Proceedings of the

The 33rd European Safety and Reliability Conference (ESREL 2023)
3 – 8 September 2023, Southampton, UK

Creating 3D Models of Bridges Using Different Data Sources and Machine Learning Methods

Kwasi Nyarko Poku-Agyemanga, Maximilian Kellnerb, Annette Schmittc and Alexander Reitererd

University of Freiburg, Department of Sustainable Systems Engineering INATECH, Germany; Fraunhofer Institute for Physical Measurement Techniques IPM, Germany.

ABSTRACT

In today's world, aging and worn bridges pose an increasing risk to transportation infrastructure. In the worst case, old, poorly maintained bridges can collapse at any time.

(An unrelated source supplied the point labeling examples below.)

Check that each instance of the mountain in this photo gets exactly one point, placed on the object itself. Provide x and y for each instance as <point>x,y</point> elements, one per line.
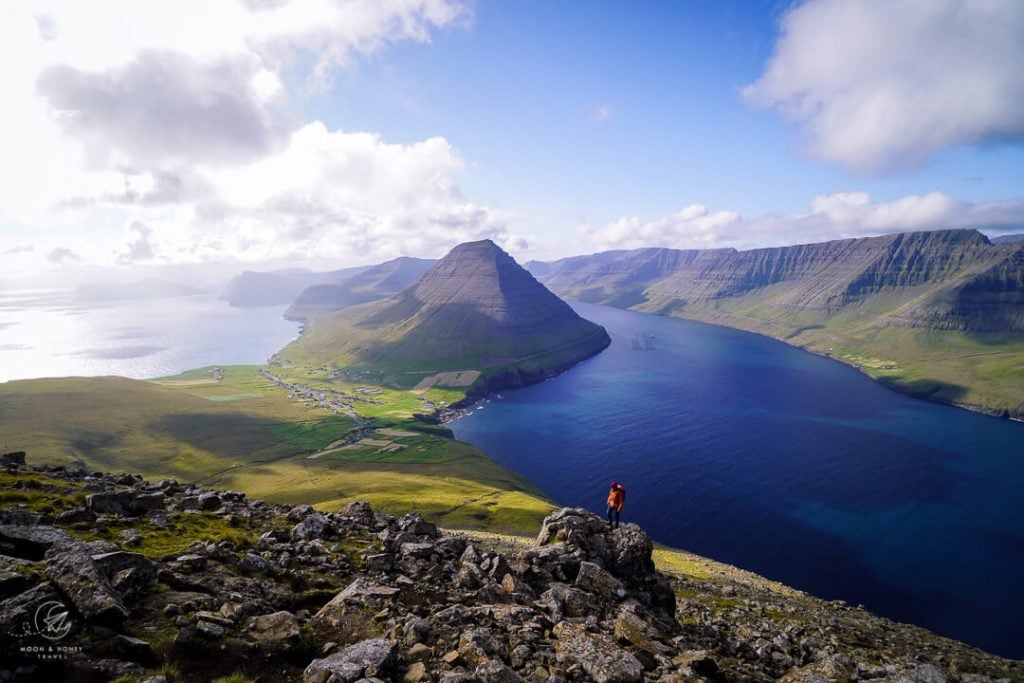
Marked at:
<point>137,291</point>
<point>475,309</point>
<point>376,283</point>
<point>253,288</point>
<point>937,313</point>
<point>1007,239</point>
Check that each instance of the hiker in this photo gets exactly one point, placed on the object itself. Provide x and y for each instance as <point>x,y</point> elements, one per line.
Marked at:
<point>616,498</point>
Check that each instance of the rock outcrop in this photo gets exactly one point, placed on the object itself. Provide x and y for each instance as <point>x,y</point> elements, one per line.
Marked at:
<point>286,593</point>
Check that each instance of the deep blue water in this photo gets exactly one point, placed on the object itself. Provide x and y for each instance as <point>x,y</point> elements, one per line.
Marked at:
<point>757,454</point>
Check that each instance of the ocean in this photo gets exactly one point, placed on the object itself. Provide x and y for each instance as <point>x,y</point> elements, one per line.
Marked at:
<point>757,454</point>
<point>45,333</point>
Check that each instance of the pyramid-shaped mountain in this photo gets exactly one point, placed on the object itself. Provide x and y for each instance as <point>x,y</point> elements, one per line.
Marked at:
<point>474,309</point>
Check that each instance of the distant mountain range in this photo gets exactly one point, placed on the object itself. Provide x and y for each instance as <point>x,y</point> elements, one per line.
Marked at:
<point>375,283</point>
<point>278,287</point>
<point>936,313</point>
<point>1007,239</point>
<point>476,309</point>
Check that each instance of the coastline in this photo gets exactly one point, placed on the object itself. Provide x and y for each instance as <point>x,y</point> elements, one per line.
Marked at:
<point>973,408</point>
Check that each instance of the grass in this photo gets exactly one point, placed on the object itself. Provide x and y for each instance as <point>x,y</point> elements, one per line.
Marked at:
<point>980,371</point>
<point>260,444</point>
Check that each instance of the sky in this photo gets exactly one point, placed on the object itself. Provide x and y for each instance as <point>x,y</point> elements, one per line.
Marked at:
<point>322,133</point>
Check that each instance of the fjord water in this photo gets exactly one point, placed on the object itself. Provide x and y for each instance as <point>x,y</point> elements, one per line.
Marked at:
<point>757,454</point>
<point>49,334</point>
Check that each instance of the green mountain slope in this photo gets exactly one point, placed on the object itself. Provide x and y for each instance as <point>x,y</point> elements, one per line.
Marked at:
<point>474,309</point>
<point>376,283</point>
<point>939,314</point>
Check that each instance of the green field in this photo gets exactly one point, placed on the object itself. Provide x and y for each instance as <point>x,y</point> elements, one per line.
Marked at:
<point>243,432</point>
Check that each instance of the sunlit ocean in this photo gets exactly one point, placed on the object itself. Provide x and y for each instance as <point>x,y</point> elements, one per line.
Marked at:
<point>45,333</point>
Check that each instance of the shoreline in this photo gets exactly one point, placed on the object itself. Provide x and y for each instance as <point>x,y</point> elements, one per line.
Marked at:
<point>971,408</point>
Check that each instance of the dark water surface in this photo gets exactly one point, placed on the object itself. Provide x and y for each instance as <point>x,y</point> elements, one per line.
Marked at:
<point>757,454</point>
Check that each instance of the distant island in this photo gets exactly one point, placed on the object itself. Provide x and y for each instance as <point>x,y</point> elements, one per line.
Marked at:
<point>937,314</point>
<point>253,288</point>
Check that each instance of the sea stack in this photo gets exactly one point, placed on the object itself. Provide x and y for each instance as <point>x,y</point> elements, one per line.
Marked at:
<point>476,309</point>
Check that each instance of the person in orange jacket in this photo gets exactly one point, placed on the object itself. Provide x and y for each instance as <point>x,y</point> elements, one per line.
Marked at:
<point>616,498</point>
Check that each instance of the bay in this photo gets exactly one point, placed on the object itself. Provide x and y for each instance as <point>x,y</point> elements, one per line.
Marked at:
<point>757,454</point>
<point>45,333</point>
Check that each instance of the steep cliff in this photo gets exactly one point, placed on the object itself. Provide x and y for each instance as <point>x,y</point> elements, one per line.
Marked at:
<point>937,313</point>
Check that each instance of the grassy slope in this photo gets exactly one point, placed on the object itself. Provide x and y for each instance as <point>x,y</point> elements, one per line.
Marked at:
<point>245,433</point>
<point>978,371</point>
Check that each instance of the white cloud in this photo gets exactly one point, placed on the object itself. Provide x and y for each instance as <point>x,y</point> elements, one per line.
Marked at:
<point>128,122</point>
<point>884,84</point>
<point>603,113</point>
<point>833,216</point>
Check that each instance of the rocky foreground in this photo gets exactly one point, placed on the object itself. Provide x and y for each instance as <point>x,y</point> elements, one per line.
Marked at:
<point>110,577</point>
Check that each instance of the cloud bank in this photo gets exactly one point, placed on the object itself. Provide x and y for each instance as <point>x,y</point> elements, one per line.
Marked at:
<point>141,134</point>
<point>833,216</point>
<point>878,85</point>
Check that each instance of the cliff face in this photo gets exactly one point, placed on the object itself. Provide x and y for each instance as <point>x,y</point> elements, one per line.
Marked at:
<point>946,280</point>
<point>136,580</point>
<point>475,308</point>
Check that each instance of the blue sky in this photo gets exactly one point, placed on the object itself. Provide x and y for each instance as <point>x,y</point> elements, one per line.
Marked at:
<point>517,93</point>
<point>334,131</point>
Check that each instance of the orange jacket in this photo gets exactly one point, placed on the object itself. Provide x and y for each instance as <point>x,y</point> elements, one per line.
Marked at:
<point>616,497</point>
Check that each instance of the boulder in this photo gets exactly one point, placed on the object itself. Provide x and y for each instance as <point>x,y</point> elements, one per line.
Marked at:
<point>366,658</point>
<point>209,501</point>
<point>598,654</point>
<point>312,526</point>
<point>124,502</point>
<point>88,589</point>
<point>130,574</point>
<point>496,672</point>
<point>561,601</point>
<point>279,630</point>
<point>32,543</point>
<point>360,594</point>
<point>358,512</point>
<point>595,580</point>
<point>415,524</point>
<point>12,460</point>
<point>478,645</point>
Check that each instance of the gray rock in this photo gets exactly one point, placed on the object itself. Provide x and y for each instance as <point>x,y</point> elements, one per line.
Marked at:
<point>418,550</point>
<point>312,526</point>
<point>358,512</point>
<point>278,630</point>
<point>603,660</point>
<point>496,672</point>
<point>13,459</point>
<point>78,578</point>
<point>32,543</point>
<point>209,501</point>
<point>124,502</point>
<point>595,580</point>
<point>368,657</point>
<point>251,562</point>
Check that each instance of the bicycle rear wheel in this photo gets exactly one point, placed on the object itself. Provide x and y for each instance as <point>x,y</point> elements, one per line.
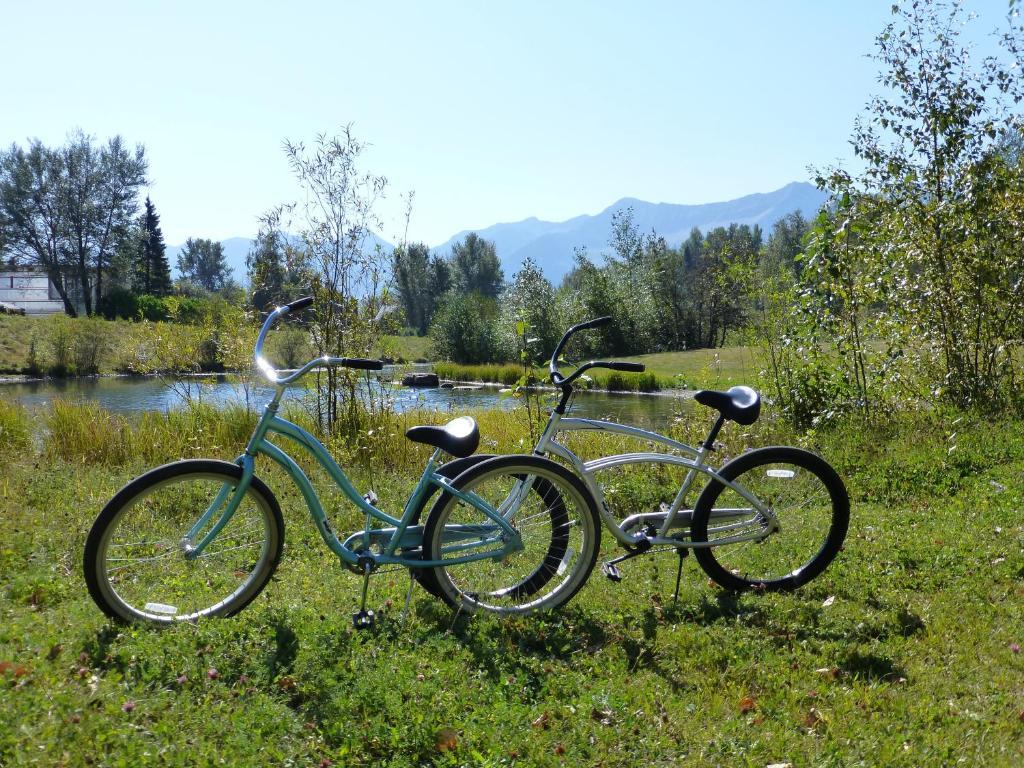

But complex and expensive maintenance work on the bridges causes traffic jams, which can lead to accidents or delivery problems. Therefore, bridges require intelligent and individual maintenance, which leads to a higher demand for documentation. One way to facilitate documentation is Building Information Modeling (BIM), which is based on a 3D model of the construction. For most of the German bridges no 3D data is available. So, it is necessary to create a 3D model as a base for the BIM by Scan-to-BIM processes. The 3D data for this process can come from a wide variety of sources like laser scanning, photogrammetry or analog 2D plans. A concept for automated 3D modelling with data from diverse sources and machine learning methods is presented. Point clouds of the bridges captured with cameras and/or laser scanners and 2D plans are used as data base for the 3D model, which is created by machine learning methods from the fused point clouds by calculating surfaces. The resulting model can be used for BIM and AR/VR applications.

Keywords: Machine learning, Point cloud, 3D reconstruction, Deep learning, Bridge.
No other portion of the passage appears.